So, I offer the First Factoid Feast with a fair warning that I have not emptied the jar. There are plenty more factoids where these came from.

The Agony of The Cleat

Sticking with the idea of disposing of unwanted items, the Navy ran a classroom training program at the University of Iowa for prospective pilots during WWII. Popularly known as the Iowa Naval Pre-Flight School, they fielded excellent football teams that played and beat top college elevens. Graduates of the pre-flight school went elsewhere to learn to fly, with some staying in state to train at the Ottumwa Naval Air Station, which also had a football team.

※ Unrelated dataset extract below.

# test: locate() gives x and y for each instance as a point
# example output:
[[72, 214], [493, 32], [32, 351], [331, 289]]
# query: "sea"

The Navy had football teams at bases nationwide and overseas, so they ordered equipment in bulk and found locations to warehouse those goods, some of which ended up in Ottumwa. After the war, many stored items were deemed surplus, so the Navy donated them to anyone willing to take them off their hands, and in 1953, the Navy donated its inventory of football cleats to the Ottumwa school system. Not football shoes, but the screw-on cleats, of which each shoe needed seven, so fourteen per pair.

Cleats, cleat wrench, and a strap-on kicking toe. (1940 Wilson Sporting Goods catalog)

At the time of the donation, the Navy had more than 500,000 cleats stored in Ottumwa, a supply sufficient for more than 35,700 pairs of football shoes. How Ottumwa disposed of 500,000 cleats is unknown, but one can only hope they shared their good fortune with neighboring towns.